DUNMORE, Pa. — Several representatives from Penn State Scranton’s nursing program recently presented their research at the inaugural University Park Medical Campus Research Symposium.
The event featured 34 posters presented by students and faculty from the College of Medicine University Park regional campus and other Penn State campuses.
A team of Penn State Scranton faculty had one poster accepted at the symposium. The research, "Best practices for caring for a patient with functional somatic syndrome in a medical surgical setting," was a collaboration by four nursing program representatives: Kalei Kowalchik, senior honors nursing student; Michael Evans, associate teaching professor of nursing and campus assistant chief academic officer; Kiernan Riley, campus alumna and BSN-Ph.D. program student in University Park’s College of Nursing; and Theresa Baker, instructor of nursing.
According to Dr. Michael Flanagan, assistant dean for student affairs at the College of Medicine University Park, close to 100 people attended the symposium.

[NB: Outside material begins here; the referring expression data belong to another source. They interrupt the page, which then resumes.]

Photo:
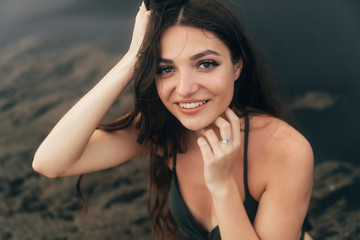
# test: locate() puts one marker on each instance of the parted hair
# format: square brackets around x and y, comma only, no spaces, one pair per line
[156,125]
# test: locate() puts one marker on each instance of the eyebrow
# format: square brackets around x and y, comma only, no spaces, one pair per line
[194,57]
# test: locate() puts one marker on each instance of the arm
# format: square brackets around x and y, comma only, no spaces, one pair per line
[283,204]
[74,146]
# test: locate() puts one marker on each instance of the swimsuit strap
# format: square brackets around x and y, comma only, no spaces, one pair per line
[174,160]
[247,193]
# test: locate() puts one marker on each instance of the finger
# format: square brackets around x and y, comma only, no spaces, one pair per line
[205,150]
[235,125]
[224,127]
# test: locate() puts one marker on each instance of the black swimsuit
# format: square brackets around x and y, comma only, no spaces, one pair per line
[182,214]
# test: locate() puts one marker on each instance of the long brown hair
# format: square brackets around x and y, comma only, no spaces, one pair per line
[156,125]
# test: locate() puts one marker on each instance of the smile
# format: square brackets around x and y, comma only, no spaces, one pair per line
[191,105]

“We invited participants who had completed research, had research in progress or had ideas for collaborative research,” he said. “It allowed presenters to get feedback on their research activities and learn about what their colleagues are doing.”

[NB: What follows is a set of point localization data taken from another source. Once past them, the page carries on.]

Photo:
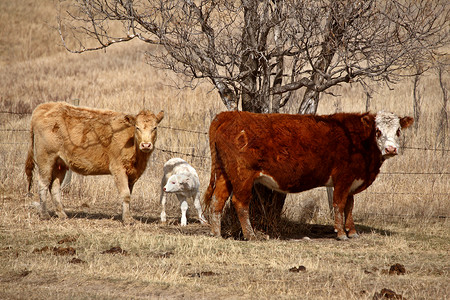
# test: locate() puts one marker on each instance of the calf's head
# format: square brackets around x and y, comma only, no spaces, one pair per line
[388,130]
[145,124]
[177,183]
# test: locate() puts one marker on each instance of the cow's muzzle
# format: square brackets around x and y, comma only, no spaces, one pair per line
[390,151]
[146,147]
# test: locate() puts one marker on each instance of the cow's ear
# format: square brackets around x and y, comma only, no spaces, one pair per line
[160,116]
[131,120]
[405,122]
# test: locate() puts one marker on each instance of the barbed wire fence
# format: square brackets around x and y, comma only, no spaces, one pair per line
[202,158]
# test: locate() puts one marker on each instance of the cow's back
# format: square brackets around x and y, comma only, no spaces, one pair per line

Evans said he particularly enjoyed the fact that the conference brought together students and faculty from a variety of disciplines, including medicine, nursing and kinesiology.
“This interaction is important as this is how we practice as healthcare professionals and it allows us to see the important research taking place in each discipline and promotes interdisciplinary collaboration,” Evans said.

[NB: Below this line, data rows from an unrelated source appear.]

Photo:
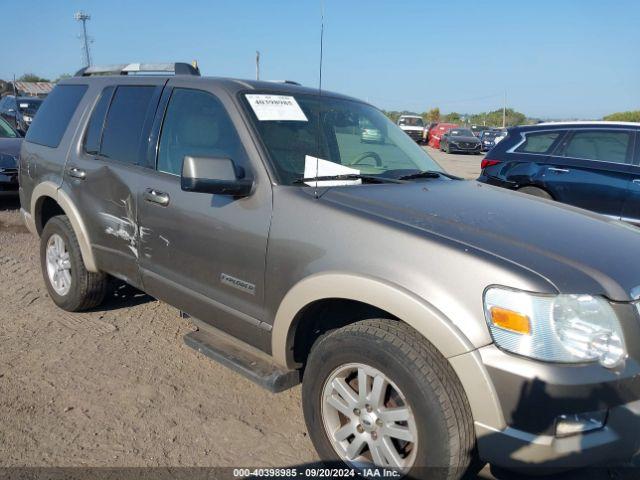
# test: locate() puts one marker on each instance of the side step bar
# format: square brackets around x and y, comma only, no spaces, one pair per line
[233,354]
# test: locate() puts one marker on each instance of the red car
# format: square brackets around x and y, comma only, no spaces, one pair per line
[437,131]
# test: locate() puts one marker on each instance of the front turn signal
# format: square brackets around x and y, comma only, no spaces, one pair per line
[510,320]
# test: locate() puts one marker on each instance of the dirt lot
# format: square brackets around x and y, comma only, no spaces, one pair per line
[117,387]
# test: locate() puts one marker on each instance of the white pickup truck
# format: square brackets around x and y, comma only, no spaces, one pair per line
[413,125]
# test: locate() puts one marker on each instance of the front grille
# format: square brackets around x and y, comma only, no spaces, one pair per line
[415,134]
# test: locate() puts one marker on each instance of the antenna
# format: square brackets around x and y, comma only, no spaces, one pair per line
[319,100]
[81,16]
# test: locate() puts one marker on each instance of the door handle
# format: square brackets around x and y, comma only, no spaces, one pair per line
[154,196]
[76,172]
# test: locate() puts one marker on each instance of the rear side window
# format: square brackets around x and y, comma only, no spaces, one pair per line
[123,126]
[53,117]
[540,142]
[93,134]
[606,146]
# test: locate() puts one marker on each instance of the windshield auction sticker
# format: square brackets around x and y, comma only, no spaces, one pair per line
[276,107]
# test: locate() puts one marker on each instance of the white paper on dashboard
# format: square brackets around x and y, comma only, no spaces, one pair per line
[276,107]
[317,167]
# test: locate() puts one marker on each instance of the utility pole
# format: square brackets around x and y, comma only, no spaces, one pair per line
[80,16]
[504,110]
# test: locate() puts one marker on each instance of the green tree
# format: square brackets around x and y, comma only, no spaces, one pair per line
[432,115]
[453,117]
[32,77]
[630,116]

Evans noted the symposium was the perfect venue to present the team’s poster, given that patients suffering from functional somatic syndromes like chronic fatigue syndrome and fibromyalgia quite often require interdisciplinary care teams to treat their symptoms and respond to various other needs.
“One must realize that while these diseases may appear silent and not produce visible symptoms, they can greatly impact a patient’s quality of life. Functional somatic syndromes impact about 30 percent of all patients in the U.S.,” Evans said. “At the conference, we received great feedback that can help further our research.”
At the symposium, four best poster awards were presented to the following students:
- Kayley Swope, fourth-year medical student, for "Imposter Phenomenon Across the Span of Medical Training"
- Priyanka Shrestha, doctoral candidate, College of Nursing, for "Implementing a Two-step Delirium Identification Protocol with Hospitalized Older Adults: A Focused Ethnography"
- Kaitlyn Ruffing, second-year medical student, for "Effects of Metabolic and Psychological Stressors on Serum 24-Hour Cortisol and Luteinizing Hormone"
- Chaoran Ma, doctoral candidate, for "Low-density Lipoprotein Cholesterol and Risk of Intracerebral Hemorrhage: A Prospective Study, Systematic Review, and Meta-analysis"
Considering the success of its first year, the symposium appears to have a bright future ahead of it, Flanagan said.
“The interest was overwhelming, and it indicates we will continue to have a robust annual symposium in the future,” he said.
Evans added, “This was a great conference and we look forward to presenting our research at it again."